View the full source code in the [`trusted_swap`](https://github.com/MystenLabs/sui/blob/main/examples/move/trusted_swap) example.
## Wrapping through `Option`
When an object `Bar` is directly wrapped into `Foo`, there is not much flexibility, as a `Foo` object must have a `Bar` object in it, and to take out the `Bar` object you must destroy the `Foo` object.
For more flexibility, the wrapping type might not always have the wrapped object in it and the wrapped object might be replaced with a different object at some point.
To demonstrate this consider the following example for creating a warrior game character with a sword and shield. The warrior might have a sword and shield or it might not have either. The warrior should be able to add a sword and shield and replace the current ones at any time. To design this, define a `SimpleWarrior` type:
```move
public struct SimpleWarrior has key {
id: UID,
sword: Option,
shield: Option,
}
```
Each `SimpleWarrior` type has an optional `sword` and `shield` wrapped in it, defined as:
```move
public struct Sword has key, store {
id: UID,
strength: u8,
}
public struct Shield has key, store {
id: UID,
armor: u8,
}
```
When you create a new warrior, set the `sword` and `shield` to `none` to indicate there is no equipment yet:
```move
public fun create_warrior(ctx: &mut TxContext) {
let warrior = SimpleWarrior {
id: object::new(ctx),
sword: option::none(),
shield: option::none(),
};
transfer::transfer(warrior, ctx.sender())
}
```
You can then define functions to equip new swords or new shields:
```move
public fun equip_sword(warrior: &mut SimpleWarrior, sword: Sword, ctx: &mut TxContext) {
if (warrior.sword.is_some()) {
let old_sword = warrior.sword.extract();
transfer::transfer(old_sword, ctx.sender());
};
warrior.sword.fill(sword);
}
```
The function passes a `warrior` as a mutable reference of `SimpleWarrior`, and passes a `sword` by value to wrap it into the `warrior`.
Because `Sword` is a Sui object type without `drop` ability, if the warrior already has a sword equipped, the warrior can't drop that sword. If you call `option::fill` without first calling `equip_sword`, an error occurs. `equip_sword` checks whether there is already a sword equipped and if so, removes it and sends it back to the sender.
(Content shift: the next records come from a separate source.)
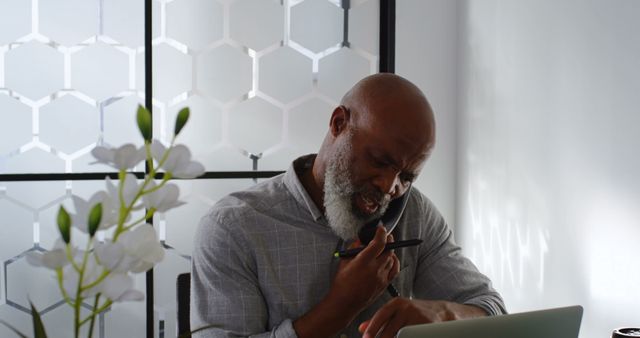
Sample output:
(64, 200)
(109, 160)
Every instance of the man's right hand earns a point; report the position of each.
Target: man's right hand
(362, 279)
(358, 282)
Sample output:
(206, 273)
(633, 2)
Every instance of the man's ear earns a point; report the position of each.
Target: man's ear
(339, 120)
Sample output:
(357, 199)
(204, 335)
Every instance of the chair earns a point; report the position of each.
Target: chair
(183, 293)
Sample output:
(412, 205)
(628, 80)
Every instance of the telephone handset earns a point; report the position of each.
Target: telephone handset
(389, 219)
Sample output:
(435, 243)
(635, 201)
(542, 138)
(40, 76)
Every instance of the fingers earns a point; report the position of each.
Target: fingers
(395, 269)
(381, 319)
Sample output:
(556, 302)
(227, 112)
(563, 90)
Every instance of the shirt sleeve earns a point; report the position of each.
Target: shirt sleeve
(444, 273)
(225, 292)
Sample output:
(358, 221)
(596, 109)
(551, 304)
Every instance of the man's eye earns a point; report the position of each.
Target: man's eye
(407, 178)
(380, 163)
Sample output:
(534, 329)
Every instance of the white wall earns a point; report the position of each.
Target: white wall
(426, 53)
(549, 136)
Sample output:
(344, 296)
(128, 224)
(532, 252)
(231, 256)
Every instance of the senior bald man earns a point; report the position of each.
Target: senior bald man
(263, 262)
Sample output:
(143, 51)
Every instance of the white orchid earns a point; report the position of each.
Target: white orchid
(119, 288)
(162, 199)
(136, 251)
(103, 269)
(130, 190)
(177, 161)
(122, 158)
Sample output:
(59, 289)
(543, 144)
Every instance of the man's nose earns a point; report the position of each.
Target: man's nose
(389, 183)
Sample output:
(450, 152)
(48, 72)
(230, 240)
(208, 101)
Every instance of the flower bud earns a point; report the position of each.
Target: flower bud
(64, 224)
(95, 216)
(181, 120)
(144, 122)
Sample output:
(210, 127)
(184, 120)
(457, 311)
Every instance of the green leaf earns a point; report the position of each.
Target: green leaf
(20, 334)
(95, 216)
(64, 224)
(144, 122)
(38, 327)
(181, 120)
(189, 334)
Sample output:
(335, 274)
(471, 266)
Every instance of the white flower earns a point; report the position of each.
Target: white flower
(83, 208)
(52, 259)
(136, 251)
(164, 198)
(129, 191)
(178, 162)
(119, 287)
(122, 158)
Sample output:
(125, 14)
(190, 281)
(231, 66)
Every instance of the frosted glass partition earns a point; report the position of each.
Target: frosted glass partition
(67, 81)
(261, 78)
(28, 224)
(549, 161)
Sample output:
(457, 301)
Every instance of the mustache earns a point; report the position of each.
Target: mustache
(374, 195)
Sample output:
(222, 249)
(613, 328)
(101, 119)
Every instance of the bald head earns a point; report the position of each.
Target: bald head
(395, 103)
(378, 141)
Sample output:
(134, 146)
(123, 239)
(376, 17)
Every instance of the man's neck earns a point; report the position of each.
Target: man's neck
(312, 181)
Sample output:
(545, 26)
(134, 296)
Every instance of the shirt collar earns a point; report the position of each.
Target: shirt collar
(294, 185)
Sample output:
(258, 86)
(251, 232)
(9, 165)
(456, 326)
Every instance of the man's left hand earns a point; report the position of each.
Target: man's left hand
(400, 312)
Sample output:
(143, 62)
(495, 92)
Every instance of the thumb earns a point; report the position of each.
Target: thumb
(363, 326)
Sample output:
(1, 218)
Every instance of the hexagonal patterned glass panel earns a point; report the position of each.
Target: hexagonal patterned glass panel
(262, 118)
(194, 23)
(122, 17)
(34, 70)
(339, 71)
(55, 126)
(261, 78)
(317, 24)
(100, 71)
(285, 74)
(172, 72)
(364, 21)
(224, 73)
(16, 20)
(16, 130)
(257, 23)
(69, 22)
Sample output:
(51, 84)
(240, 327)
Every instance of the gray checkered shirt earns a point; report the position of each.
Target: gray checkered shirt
(263, 257)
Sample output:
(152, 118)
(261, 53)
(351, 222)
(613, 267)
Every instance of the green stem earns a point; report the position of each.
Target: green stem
(67, 250)
(96, 312)
(93, 316)
(65, 295)
(78, 301)
(104, 275)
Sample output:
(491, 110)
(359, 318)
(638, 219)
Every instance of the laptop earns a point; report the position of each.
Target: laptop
(551, 323)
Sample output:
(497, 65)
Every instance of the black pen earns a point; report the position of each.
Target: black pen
(388, 246)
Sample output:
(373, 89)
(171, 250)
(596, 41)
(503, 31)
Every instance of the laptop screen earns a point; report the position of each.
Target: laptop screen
(551, 323)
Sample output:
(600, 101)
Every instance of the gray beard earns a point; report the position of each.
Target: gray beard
(343, 216)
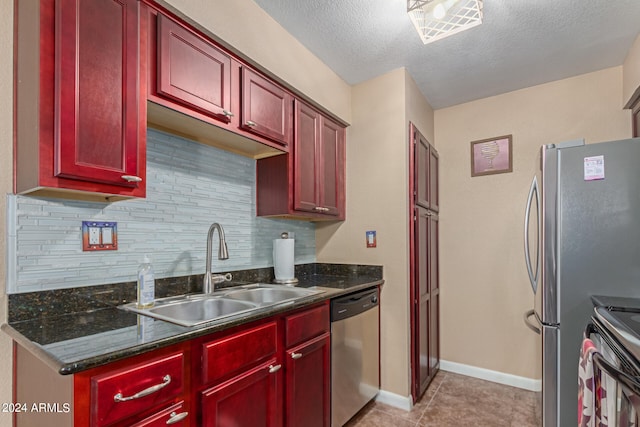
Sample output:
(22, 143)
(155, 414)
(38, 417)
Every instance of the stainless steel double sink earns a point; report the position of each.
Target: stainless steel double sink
(195, 309)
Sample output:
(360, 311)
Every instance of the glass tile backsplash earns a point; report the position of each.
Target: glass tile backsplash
(189, 187)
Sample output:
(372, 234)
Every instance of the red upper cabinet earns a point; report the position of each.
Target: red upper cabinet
(266, 108)
(332, 168)
(309, 183)
(306, 195)
(200, 90)
(318, 162)
(81, 76)
(192, 71)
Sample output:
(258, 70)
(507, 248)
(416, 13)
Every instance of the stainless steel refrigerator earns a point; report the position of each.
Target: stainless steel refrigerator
(582, 238)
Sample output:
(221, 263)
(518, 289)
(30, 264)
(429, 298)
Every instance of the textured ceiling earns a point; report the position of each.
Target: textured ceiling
(521, 43)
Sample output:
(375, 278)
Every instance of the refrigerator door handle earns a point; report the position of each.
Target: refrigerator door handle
(533, 276)
(527, 316)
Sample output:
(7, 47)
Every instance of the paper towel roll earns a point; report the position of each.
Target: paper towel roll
(283, 251)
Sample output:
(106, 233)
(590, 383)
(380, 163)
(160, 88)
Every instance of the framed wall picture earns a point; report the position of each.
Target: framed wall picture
(491, 156)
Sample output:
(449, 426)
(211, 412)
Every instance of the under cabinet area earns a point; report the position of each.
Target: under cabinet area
(80, 119)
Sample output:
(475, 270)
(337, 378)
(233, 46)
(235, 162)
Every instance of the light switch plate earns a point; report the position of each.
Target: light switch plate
(371, 239)
(99, 236)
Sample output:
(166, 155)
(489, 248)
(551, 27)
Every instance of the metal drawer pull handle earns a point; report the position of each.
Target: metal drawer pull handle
(274, 368)
(175, 418)
(131, 178)
(165, 382)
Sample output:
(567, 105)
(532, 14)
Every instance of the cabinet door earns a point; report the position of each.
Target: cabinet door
(250, 399)
(308, 401)
(193, 71)
(434, 289)
(331, 167)
(422, 171)
(434, 197)
(266, 108)
(96, 92)
(306, 135)
(423, 307)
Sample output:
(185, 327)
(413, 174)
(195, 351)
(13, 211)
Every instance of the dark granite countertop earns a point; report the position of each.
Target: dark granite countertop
(94, 331)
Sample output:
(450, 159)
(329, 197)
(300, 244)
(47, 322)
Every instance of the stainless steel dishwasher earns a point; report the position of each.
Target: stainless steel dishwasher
(355, 353)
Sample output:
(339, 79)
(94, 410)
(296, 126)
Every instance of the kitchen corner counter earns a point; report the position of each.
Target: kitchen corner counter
(71, 341)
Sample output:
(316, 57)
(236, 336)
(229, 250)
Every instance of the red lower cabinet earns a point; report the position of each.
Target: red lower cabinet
(176, 415)
(272, 372)
(308, 394)
(250, 399)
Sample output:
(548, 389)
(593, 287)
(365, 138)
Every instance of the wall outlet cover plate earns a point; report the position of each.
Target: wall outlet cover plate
(99, 236)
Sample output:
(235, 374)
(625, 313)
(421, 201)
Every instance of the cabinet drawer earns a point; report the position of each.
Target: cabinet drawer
(119, 394)
(175, 415)
(229, 355)
(306, 325)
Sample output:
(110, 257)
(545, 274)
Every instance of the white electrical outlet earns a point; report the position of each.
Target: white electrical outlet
(107, 236)
(94, 235)
(99, 236)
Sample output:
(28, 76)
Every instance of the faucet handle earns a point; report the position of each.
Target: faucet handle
(219, 278)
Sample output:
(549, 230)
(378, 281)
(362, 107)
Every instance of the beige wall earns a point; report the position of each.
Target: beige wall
(246, 27)
(377, 199)
(6, 183)
(631, 71)
(484, 287)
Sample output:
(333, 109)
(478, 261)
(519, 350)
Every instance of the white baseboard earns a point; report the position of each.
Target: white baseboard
(395, 400)
(494, 376)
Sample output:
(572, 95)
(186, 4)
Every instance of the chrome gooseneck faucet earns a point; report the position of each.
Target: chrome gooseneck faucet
(208, 285)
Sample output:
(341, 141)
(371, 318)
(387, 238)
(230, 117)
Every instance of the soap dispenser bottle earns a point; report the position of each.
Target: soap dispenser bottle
(146, 284)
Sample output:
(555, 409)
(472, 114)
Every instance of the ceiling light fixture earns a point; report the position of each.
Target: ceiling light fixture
(437, 19)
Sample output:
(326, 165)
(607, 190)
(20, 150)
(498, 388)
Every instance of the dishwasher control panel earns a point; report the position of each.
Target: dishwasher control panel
(353, 304)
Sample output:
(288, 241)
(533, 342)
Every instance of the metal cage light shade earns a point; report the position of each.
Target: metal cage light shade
(437, 19)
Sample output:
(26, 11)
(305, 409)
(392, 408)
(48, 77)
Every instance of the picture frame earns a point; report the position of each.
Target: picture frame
(492, 156)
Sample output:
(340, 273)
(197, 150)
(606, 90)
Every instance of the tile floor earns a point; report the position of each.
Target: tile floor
(454, 400)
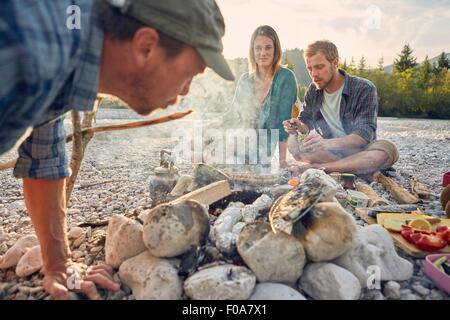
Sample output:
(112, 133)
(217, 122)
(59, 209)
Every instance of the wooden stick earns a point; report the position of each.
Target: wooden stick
(208, 194)
(8, 165)
(374, 199)
(419, 189)
(77, 154)
(133, 125)
(398, 192)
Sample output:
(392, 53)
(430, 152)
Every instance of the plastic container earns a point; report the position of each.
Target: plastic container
(441, 279)
(357, 198)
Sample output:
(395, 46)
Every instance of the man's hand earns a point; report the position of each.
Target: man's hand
(291, 126)
(315, 143)
(80, 278)
(283, 164)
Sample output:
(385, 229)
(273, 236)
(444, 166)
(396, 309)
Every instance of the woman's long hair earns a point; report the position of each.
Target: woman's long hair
(269, 32)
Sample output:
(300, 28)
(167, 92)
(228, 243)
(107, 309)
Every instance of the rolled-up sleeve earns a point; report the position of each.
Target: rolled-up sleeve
(287, 98)
(365, 114)
(43, 154)
(306, 115)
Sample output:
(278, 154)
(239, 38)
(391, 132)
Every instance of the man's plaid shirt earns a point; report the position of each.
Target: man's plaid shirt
(46, 69)
(358, 113)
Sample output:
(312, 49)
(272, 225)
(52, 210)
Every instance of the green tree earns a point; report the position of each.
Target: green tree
(381, 64)
(351, 66)
(405, 59)
(362, 65)
(443, 62)
(344, 65)
(425, 72)
(287, 62)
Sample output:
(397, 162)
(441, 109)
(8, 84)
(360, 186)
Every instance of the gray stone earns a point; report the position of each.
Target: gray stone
(13, 255)
(374, 295)
(278, 191)
(75, 233)
(373, 250)
(123, 240)
(250, 212)
(327, 281)
(436, 295)
(392, 290)
(30, 262)
(330, 233)
(224, 282)
(182, 186)
(287, 256)
(275, 291)
(171, 229)
(151, 278)
(420, 289)
(410, 296)
(222, 230)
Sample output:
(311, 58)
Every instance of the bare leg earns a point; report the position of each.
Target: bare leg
(317, 157)
(361, 163)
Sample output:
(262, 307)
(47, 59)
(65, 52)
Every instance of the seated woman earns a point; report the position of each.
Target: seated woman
(264, 98)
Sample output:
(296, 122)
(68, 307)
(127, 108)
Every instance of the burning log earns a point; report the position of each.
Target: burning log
(419, 189)
(374, 199)
(208, 194)
(397, 191)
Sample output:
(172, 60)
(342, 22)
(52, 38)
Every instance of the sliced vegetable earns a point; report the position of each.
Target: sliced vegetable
(446, 268)
(440, 261)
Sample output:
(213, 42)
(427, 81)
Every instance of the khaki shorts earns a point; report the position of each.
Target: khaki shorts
(383, 145)
(388, 147)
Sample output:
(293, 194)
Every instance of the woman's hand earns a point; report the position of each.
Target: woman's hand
(293, 125)
(315, 143)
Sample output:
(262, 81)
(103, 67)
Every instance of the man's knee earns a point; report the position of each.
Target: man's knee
(387, 149)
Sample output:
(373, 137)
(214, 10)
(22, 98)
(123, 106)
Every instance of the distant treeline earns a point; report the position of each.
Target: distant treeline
(410, 89)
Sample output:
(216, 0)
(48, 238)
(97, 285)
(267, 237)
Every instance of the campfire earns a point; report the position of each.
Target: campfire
(228, 235)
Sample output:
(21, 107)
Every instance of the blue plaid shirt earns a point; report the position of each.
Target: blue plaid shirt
(358, 112)
(46, 69)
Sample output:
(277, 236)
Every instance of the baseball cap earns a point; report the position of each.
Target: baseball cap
(198, 23)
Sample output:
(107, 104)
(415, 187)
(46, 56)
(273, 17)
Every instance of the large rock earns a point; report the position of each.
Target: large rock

To the player, this returns an equipped sword to their inventory when they equip the different sword.
View the source code in the [`simple_warrior`](https://github.com/MystenLabs/sui/tree/main/examples/move/simple_warrior) example or check out the [`hero`](https://github.com/MystenLabs/sui/tree/main/examples/move/hero) example for a more complex implementation.
## Wrapping through `vector`
The concept of wrapping objects in a `vector` field of another object is similar to wrapping through `Option`, as an object can contain 0, 1, or many wrapped objects of the same type.
To wrap an object through `vector`:
```move
public struct Pet has key, store {
id: UID,
cuteness: u64,
}
public struct Farm has key {
id: UID,
pets: vector,
}
```
This example wraps a `vector` of `Pet` in `Farm` and can be accessed only through the `Farm` object.